Is MANIFEST.in still needed to include data in a package built with setuptools?

Hi all,

I’m posting a question here from a review.
Is MANIFEST.In still needed for including data files in a package built with setuptools?

My read of this page Data Files Support - setuptools 68.2.2.post20231016 documentation is that we can avoid adding a MANIFEST.in file by using the package_data options described in this section:
Data Files Support - setuptools 68.2.2.post20231016 documentation

E.g., with a pyproject.toml file we would add

[tool.setuptools.packages.find]
where = ["src"]

[tool.setuptools.package-data]
mypkg = ["*.txt", "*.rst"]

So for the review where this question came up (rdata, read R datasets from Python · Issue #144 · pyOpenSci/software-submission · GitHub), you would do:

[tool.setuptools.packages.find]
where = ["rdata"]

[tool.setuptools.package-data]
mypkg = ["*.rda", "*.rds"]

Have I got that right, or is there something I’m missing?

2 Likes

i cant answer this but wanted to share the post from one of the setuptools maintainers

he write:

My personal opinion is that MANIFEST.in is only needed if you want a high degree of customization and/or are not happy with using VCS (e.g. there are people that believe that disagree on a conceptual level with using VCS info for builds)

There is some information about it on: Controlling files in the distribution - setuptools 69.0.2.post20231122 documentation.

Shall we see what he has to say about your question here?

I am happy to help, however it seems that this question comes charged with a lot of context that I might not be aware/have the time to read through the entire previous issue/pr/discussions…

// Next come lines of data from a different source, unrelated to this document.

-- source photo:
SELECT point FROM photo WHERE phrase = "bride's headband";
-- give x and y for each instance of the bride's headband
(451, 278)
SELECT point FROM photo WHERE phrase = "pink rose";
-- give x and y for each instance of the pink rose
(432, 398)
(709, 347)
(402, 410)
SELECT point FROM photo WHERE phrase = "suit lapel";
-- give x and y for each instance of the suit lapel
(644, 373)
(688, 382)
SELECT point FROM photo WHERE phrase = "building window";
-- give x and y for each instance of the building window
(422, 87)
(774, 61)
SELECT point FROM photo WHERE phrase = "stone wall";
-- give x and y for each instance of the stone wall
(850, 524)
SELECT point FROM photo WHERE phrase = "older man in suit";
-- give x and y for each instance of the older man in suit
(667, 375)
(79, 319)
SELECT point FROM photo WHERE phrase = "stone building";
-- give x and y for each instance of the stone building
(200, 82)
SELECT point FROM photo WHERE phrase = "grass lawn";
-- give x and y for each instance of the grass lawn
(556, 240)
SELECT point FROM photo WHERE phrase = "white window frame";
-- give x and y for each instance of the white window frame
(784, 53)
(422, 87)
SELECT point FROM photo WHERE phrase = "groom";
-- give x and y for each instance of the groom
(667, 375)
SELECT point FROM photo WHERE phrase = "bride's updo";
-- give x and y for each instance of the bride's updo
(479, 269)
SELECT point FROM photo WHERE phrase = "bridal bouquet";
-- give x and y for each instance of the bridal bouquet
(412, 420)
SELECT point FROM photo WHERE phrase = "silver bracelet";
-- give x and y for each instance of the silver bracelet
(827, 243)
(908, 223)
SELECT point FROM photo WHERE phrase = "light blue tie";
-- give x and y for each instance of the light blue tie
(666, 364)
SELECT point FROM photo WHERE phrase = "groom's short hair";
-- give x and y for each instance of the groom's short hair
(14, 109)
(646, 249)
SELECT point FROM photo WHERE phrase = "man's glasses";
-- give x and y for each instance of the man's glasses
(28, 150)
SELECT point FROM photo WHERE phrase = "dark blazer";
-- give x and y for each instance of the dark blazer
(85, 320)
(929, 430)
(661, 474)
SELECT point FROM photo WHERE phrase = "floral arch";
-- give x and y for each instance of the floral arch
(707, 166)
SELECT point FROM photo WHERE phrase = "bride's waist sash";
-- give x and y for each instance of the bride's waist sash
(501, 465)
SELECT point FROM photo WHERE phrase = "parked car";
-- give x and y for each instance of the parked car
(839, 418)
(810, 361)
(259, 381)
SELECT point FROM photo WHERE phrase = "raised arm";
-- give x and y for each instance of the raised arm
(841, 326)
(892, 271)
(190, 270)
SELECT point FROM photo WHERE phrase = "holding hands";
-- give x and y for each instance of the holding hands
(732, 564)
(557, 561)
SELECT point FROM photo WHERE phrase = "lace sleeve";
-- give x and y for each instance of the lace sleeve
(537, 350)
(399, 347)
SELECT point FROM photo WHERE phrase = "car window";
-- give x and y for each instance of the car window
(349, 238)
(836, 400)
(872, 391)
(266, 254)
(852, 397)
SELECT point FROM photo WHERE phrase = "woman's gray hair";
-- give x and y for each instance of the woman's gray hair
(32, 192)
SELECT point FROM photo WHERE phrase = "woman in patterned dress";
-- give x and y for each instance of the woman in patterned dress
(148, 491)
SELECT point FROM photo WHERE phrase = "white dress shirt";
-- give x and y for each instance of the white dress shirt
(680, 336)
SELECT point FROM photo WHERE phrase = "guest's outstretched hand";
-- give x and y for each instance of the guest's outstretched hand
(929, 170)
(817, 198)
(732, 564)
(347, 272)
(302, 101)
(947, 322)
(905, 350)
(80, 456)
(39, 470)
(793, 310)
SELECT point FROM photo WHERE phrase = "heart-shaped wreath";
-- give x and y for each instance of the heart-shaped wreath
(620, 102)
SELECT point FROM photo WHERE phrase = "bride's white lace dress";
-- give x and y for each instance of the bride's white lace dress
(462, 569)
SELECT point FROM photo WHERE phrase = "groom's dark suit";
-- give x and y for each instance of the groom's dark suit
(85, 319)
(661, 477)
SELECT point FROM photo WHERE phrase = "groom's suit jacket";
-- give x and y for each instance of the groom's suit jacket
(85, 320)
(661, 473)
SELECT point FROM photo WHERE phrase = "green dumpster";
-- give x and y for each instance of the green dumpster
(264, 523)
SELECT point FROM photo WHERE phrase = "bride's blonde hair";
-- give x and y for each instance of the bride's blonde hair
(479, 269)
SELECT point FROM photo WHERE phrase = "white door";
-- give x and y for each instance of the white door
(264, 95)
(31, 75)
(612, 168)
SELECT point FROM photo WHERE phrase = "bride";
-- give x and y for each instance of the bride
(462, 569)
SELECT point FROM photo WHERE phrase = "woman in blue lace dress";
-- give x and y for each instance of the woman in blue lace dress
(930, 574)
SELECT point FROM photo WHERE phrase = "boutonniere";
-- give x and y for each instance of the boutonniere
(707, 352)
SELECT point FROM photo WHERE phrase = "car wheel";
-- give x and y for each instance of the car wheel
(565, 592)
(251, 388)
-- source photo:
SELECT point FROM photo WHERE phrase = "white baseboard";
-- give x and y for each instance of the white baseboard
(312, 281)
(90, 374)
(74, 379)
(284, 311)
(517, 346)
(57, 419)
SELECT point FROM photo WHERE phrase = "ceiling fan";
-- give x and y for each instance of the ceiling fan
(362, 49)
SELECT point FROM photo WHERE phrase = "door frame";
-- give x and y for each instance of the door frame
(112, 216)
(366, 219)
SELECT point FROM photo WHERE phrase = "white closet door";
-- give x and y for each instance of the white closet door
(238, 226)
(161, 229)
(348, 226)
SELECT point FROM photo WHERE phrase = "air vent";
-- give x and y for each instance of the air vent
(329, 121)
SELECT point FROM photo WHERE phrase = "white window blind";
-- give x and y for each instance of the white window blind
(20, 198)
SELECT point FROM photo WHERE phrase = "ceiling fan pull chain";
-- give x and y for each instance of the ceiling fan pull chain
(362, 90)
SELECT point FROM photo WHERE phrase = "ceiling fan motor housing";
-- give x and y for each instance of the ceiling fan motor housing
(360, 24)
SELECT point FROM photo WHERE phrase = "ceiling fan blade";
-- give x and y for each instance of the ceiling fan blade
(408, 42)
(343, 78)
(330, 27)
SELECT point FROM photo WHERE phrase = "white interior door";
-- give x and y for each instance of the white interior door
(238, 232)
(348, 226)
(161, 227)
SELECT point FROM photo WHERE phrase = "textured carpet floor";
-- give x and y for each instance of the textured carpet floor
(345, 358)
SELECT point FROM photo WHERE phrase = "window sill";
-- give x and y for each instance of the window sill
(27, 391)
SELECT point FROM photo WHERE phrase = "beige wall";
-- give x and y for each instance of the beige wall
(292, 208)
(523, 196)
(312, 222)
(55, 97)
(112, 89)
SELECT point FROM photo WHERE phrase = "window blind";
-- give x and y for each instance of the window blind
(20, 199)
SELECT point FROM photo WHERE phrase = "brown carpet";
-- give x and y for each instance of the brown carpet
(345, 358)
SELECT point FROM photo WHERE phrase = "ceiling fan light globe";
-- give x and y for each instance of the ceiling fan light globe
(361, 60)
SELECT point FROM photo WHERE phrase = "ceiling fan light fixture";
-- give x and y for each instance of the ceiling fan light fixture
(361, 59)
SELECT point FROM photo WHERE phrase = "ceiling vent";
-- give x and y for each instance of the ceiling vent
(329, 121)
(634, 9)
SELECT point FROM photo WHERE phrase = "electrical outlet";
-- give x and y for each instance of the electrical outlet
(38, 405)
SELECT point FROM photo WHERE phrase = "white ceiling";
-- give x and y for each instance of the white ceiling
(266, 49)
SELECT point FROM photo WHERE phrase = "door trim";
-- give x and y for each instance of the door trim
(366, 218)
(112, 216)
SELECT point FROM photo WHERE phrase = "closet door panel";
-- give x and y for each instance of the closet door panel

I can give my feedback about what would be the effect of the suggested configurations:

When I read this I imagine you have the following project structure:

.  #  project root
├── pyproject.toml
└── rdata/
    └── mypkg/
        ├── a.rda
        ├── b.rds
        ├── subpkg1/
        │   ├── mod1.py
        │   └── ... # does not include .rda, .rds files
        └── subpkg2/
            ├── mod2.py
            └── ... # does not include .rda, .rds files

If that is the case, the .whl file will contain mypkg/a.rda and mypkg/b.rds files, and those will be installed in the site-packages directory. Later you can use importlib.resources to traverse the mypkg file and list all the files.

1 Like

The actual structure is more like:

.  #  project root
├── pyproject.toml
└── rdata/
    ├── mod1.py
    ├── mod2.py
    └── tests/
        ├── test1.py
        ├── test2.py
        └── data/
            ├── a.rda
            └── b.rds

I am not using setuptools-scm. Is that the recommended best practice?

Instead, I have the following manifest file:

include MANIFEST.in
include LICENSE
include rdata/py.typed
include *.txt
global-include *.rda
global-include *.rds

I am not sure if all of these lines are necessary, or if there is a better way of doing it.

Finally, I made my project use importlib.resources. In order to do that, I use this code to have a global variable containing a path-like object that points to the data folder:

from importlib.resources import files
from typing import Final

from .parser._parser import Traversable


def _get_test_data_path() -> Traversable:
    return files(__name__) / "tests" / "data"


TESTDATA_PATH: Final[Traversable] = _get_test_data_path()

Here I have a few questions:

  1. Am I correct in assuming that the object created by files does not employ a file descriptor, and thus is fine to keep an object of this kind permanently alive?
  2. I had to copy the definition of the Traversable protocol, as it is not available in Python versions older than 3.11. Is there a better way to deal with this?
  3. When I originally typed the functions of my package that can receive file paths, I used the os.PathLike protocol. However, while doing this I learned that this protocol is just for paths in the file system, and thus zipfile.Path objects and the Traversable protocol are not compatible with this protocol. I changed my code to be able to receive Traversable objects. However, I think that most of the Python community still thinks that the “generic” way to accept paths is to accept os.PathLike objects. I think that the Traversable protocol should probably be made the “general” path protocol, promoting it to the typing module and recommending that users update their code to accept Traversable objects whenever a pathfile.Path object would be accepted. What do you think?
1 Like

Personally, I like to use it and I recommend (I don’t speak for the entire project here, but I see that the other setuptools maintainers also seem to like it in their projects).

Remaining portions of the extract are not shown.